12. The defendant had questioned the settlement deed and the competency of the settler to settle the superstructure, since according to the defendant, he is in occupation of the property from the year 1972. There is no evidence as such, that the settlement deed was acted upon or possession was taken. These things cannot be decided in a suit, couched under Section 41 of the Act. Admittedly, immediately, he had not taken any steps also to transfer the property in his name, thereby showing that he might have taken possession of the property in pursuance of the settlement deed. Only just one month prior to the filing of the suit, application was given for the transfer and thereafter, it is not known what is the result. Therefore, on the basis of the mutation in the register also, it is impossible to say that the settlement deed was acted upon, possession was taken over and the defendant was recognised only as licensee, etc.
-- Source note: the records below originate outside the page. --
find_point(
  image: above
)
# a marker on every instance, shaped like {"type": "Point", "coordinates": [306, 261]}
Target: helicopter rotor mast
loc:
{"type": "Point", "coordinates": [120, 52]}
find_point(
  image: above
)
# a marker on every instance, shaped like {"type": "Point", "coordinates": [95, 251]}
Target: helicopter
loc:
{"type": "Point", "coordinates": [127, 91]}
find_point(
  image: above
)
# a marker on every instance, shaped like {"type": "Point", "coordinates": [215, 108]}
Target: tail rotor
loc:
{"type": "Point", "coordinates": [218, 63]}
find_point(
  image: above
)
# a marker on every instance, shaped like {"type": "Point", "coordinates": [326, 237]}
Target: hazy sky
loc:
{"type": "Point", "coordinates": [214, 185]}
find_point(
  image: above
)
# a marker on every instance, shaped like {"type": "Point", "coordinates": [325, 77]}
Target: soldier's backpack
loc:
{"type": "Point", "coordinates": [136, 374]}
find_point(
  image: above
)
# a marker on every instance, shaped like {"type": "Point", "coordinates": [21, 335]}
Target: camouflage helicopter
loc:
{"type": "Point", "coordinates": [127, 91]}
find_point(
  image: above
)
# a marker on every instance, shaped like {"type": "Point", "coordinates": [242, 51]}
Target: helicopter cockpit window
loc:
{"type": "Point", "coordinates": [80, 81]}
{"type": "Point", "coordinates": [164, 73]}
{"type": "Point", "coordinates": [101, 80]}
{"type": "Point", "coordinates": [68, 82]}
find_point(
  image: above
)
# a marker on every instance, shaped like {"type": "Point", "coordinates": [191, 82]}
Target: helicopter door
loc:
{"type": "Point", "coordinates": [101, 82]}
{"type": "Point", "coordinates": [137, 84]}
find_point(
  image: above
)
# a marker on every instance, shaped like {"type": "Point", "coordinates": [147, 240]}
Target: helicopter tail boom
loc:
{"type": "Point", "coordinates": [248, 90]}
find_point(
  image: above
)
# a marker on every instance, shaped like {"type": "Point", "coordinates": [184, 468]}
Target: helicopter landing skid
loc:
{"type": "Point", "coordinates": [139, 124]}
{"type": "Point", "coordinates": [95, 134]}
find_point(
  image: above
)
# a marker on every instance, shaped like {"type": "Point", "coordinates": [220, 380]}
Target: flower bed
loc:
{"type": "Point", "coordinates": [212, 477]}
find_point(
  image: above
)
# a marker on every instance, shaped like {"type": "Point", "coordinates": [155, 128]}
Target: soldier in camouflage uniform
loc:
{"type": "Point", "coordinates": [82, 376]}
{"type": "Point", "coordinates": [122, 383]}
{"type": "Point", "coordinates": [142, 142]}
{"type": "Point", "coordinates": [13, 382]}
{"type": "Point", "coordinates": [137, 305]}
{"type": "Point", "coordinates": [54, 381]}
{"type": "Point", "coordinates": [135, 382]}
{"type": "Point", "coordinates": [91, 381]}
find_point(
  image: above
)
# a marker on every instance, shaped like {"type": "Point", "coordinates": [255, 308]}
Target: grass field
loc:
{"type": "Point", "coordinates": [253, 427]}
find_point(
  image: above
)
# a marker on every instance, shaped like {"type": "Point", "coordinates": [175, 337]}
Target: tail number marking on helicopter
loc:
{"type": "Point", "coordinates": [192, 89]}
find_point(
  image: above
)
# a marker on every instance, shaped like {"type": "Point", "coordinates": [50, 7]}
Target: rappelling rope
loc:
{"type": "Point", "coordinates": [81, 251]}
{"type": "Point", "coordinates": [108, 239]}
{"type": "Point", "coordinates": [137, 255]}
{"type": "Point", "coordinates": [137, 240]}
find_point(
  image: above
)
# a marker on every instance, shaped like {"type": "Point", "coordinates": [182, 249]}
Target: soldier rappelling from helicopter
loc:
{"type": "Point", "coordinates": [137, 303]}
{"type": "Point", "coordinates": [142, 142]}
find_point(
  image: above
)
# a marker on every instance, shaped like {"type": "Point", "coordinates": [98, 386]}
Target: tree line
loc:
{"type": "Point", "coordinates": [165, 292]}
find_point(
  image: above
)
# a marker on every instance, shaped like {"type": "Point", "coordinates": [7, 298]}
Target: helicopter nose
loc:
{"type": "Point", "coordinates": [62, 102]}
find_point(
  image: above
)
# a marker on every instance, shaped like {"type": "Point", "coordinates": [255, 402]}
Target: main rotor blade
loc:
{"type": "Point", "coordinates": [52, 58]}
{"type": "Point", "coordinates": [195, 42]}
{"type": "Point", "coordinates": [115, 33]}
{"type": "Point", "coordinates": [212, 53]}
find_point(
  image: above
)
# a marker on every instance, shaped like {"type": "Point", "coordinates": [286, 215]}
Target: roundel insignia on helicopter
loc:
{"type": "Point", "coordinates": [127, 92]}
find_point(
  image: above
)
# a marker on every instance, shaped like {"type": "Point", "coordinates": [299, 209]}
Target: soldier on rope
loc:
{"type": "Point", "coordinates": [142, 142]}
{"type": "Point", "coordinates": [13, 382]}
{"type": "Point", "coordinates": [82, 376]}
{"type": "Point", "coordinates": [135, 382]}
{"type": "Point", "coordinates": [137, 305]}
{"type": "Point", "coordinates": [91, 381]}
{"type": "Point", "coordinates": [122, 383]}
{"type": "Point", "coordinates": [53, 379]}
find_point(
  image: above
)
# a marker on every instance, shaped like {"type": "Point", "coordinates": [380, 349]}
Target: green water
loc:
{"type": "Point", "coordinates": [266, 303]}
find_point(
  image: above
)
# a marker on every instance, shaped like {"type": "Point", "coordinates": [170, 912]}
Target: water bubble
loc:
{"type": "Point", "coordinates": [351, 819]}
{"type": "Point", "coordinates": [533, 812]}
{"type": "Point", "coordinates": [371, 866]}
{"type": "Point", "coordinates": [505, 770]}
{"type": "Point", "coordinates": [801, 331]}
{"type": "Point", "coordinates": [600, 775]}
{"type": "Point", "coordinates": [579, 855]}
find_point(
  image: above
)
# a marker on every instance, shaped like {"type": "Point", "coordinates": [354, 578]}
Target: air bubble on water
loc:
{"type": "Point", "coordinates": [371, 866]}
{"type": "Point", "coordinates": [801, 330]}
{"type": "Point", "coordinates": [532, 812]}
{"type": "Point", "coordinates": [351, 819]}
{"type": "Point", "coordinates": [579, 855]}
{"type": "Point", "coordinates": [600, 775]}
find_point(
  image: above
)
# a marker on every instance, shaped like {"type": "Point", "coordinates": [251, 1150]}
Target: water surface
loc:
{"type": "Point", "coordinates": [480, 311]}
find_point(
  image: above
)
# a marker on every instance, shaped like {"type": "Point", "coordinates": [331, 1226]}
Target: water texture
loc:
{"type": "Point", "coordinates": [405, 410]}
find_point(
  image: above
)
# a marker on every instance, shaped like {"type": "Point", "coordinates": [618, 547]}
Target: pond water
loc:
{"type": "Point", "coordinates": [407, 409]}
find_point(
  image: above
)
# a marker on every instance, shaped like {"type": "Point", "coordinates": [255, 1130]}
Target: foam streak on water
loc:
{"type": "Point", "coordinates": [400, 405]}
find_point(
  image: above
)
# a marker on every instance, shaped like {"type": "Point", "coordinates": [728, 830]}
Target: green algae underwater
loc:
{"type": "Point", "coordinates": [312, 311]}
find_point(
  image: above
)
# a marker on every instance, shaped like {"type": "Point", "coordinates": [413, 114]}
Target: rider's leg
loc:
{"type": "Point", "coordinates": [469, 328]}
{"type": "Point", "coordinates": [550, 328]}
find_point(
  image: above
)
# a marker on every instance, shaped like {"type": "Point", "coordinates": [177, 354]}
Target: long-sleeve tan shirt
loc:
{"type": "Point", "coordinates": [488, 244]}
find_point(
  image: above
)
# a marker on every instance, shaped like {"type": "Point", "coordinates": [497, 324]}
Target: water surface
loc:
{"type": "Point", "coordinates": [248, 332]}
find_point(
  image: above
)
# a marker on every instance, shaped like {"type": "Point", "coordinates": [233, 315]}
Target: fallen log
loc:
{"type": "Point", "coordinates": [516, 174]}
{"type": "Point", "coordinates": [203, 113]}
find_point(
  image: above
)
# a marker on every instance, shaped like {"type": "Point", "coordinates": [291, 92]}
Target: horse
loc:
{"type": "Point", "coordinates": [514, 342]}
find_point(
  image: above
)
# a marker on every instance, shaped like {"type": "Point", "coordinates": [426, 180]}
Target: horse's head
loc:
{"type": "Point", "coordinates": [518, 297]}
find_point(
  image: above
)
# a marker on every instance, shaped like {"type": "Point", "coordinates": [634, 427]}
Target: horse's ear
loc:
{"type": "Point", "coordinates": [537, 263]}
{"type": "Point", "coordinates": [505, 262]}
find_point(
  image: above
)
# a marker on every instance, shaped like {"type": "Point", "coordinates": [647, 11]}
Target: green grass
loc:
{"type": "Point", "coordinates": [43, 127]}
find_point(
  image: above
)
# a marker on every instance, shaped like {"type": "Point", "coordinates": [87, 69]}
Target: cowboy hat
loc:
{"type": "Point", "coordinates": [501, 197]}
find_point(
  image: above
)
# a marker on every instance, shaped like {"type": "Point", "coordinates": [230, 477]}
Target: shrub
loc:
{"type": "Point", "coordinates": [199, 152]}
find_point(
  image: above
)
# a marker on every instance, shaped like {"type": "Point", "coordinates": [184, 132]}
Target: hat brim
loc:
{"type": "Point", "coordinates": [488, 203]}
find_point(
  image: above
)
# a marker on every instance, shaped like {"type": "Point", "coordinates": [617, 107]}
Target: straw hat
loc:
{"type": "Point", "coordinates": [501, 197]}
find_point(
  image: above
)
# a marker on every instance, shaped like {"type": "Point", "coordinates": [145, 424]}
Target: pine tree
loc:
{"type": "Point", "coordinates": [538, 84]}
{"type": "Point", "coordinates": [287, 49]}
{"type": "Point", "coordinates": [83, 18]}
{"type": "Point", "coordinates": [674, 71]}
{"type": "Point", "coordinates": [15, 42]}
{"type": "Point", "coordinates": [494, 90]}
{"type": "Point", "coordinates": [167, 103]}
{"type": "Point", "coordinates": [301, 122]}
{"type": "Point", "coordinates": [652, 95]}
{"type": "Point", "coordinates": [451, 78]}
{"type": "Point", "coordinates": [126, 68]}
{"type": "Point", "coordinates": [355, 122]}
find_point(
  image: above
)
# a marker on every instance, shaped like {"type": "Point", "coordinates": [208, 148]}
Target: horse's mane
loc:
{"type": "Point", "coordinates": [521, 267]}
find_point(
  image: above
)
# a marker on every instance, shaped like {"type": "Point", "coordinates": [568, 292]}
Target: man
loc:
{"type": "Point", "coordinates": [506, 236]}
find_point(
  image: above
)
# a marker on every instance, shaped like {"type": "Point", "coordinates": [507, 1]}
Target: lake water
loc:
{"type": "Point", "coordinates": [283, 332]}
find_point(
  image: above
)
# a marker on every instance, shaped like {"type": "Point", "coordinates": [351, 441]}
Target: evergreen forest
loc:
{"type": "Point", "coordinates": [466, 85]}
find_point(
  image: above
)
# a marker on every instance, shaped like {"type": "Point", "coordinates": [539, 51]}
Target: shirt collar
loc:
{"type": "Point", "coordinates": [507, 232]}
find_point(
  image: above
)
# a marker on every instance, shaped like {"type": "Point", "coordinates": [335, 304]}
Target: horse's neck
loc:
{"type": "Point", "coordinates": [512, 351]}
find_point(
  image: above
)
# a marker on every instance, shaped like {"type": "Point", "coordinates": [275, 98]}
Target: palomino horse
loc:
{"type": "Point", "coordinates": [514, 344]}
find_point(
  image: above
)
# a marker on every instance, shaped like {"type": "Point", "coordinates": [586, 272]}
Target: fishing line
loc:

13. The learned trial Judge, has not given any finding regarding the leave and license or permission said to have been given by the plaintiff to the defendant. He has also not given any finding, how the same was determined or terminated. The learned trial Judge, reproducing the pleadings, abruptly, came to the conclusion, that the revision petitioner is a lessee, which is not the case of the defendant. On the basis of the settlement deed and taking advantage that the defendant failed to reply for the notice, a presumption was drawn in favour of the plaintiff, as if the defendant is in occupation of the premises, under permissive occupation, which is not available. The learned trial Judge has observed, that he has no jurisdiction to decide, whether the defendant has prescribed title to the suit property by adverse possession or not. This right claimed by the defendant is, over the immovable property, since the site belongs to temple. The defendant claims that he is the owner of the superstructure, whereas the plaintiff claims that he is the owner of the superstructure, thereby showing that there is bona fide dispute between the parties, regarding the title to the suit property viz., the immovable property. The position being so, as contemplated under Section 19 of the Act, the Small Cause Court shall have no jurisdiction, in a suit for recovery of immovable property, where it involves determination of the rights of the parties. Without considering the scope of Section 19 of the Act as well as without giving a finding in the suit, how it comes within the ambit of Section 41, the learned trial Judge has ordered eviction, which is against the provisions of law and in this view, I am of the considered opinion, the ejection order is liable to be set aside. If the plaintiff is advised, he has to work out his remedy, before proper forum, by filing a proper suit and he is not entitled to invoke Section 41 of the Act.

The revision is allowed, setting aside the order made in Ejectment Suit No.12 of 1998 dated 6.12.2001, on the file of the learned III Judge, Court of Small Causes at Madras, thereby dismissing the suit. No costs.